На сцену, в одно ловкое движение, вскочил Третьяков — встопорщенный, разгорячённый стычкой, но, как всегда, деятельный и полезный. Что бы он ни собирался совершить на сцене — в отношении старца, девушки, или Павла, — он совершить не успел.

Из зрительного зала, прямо через ряды, поползли к сцене человеческие фигуры. В них было так много паучьего, что управдом невольно искал взглядом цепкие мохнатые лапы, торчавшие из тел. Когда фигуры переваливались из ряда в ряд — слышались мерзкие чавкающие звуки. Сектанты шептали своё «шу-шу-шу», шелестели, как пауки на ломкой осенней листве, — и шлёпались об пол, как мокрицы. Павел вдруг понял: многие из них безнадёжно больны. Может, и все сразу. Возможно, Босфорский грипп изуродовал эту общину как-то особо — например, обезножил. Хотя старец держался на ногах уверенно.

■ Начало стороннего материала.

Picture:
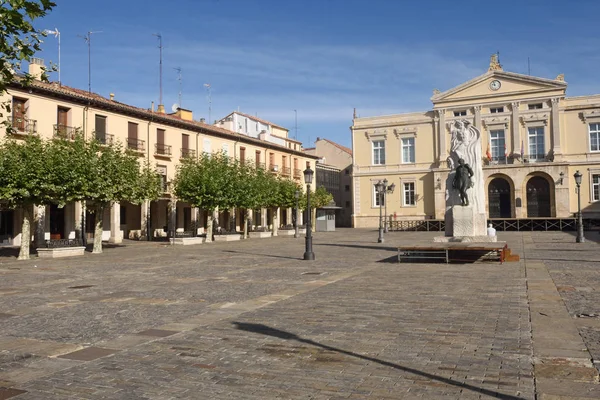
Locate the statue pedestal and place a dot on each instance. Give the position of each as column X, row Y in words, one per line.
column 463, row 221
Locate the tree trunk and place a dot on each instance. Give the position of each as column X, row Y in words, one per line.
column 99, row 210
column 209, row 225
column 25, row 234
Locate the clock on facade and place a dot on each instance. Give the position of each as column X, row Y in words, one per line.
column 495, row 84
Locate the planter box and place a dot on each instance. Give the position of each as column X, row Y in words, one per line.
column 286, row 232
column 59, row 252
column 259, row 235
column 187, row 241
column 227, row 238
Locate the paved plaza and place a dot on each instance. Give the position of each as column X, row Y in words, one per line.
column 252, row 320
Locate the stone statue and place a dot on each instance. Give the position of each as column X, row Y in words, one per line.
column 462, row 181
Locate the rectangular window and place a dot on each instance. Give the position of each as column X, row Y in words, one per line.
column 408, row 193
column 379, row 152
column 377, row 198
column 595, row 137
column 408, row 150
column 595, row 187
column 497, row 144
column 536, row 143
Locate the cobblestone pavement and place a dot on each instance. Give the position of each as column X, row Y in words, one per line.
column 251, row 320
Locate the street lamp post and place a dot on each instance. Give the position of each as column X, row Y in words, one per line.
column 380, row 187
column 580, row 238
column 308, row 253
column 297, row 196
column 388, row 189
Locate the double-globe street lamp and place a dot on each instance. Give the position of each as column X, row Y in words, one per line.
column 308, row 253
column 580, row 238
column 380, row 189
column 297, row 196
column 388, row 189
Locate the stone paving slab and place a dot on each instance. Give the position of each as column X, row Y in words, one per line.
column 254, row 321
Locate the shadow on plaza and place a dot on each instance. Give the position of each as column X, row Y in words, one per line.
column 267, row 330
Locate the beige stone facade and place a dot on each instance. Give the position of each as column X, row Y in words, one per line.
column 534, row 138
column 50, row 110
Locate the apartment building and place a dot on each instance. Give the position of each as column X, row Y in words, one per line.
column 534, row 138
column 51, row 110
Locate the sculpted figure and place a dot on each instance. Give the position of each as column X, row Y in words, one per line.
column 462, row 181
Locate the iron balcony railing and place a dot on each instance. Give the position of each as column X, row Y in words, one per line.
column 105, row 138
column 136, row 144
column 162, row 149
column 64, row 132
column 531, row 158
column 188, row 153
column 23, row 126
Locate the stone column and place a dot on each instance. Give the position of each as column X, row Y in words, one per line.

А вот руки его — дрожали. Он — то и дело — то поднимал, то опускал факел.

Но, как только крик: «Измена!», — повторился, — старец, зажав склянку с терияком в кулаке, бросился к кулисам.

Третьяков сглупил: попытался остановить беглеца. Рванулся за ним. Не достал. Но, вероятно, напугал. И этот испуг ускорил поступь безумия, торопившегося поселиться в старце.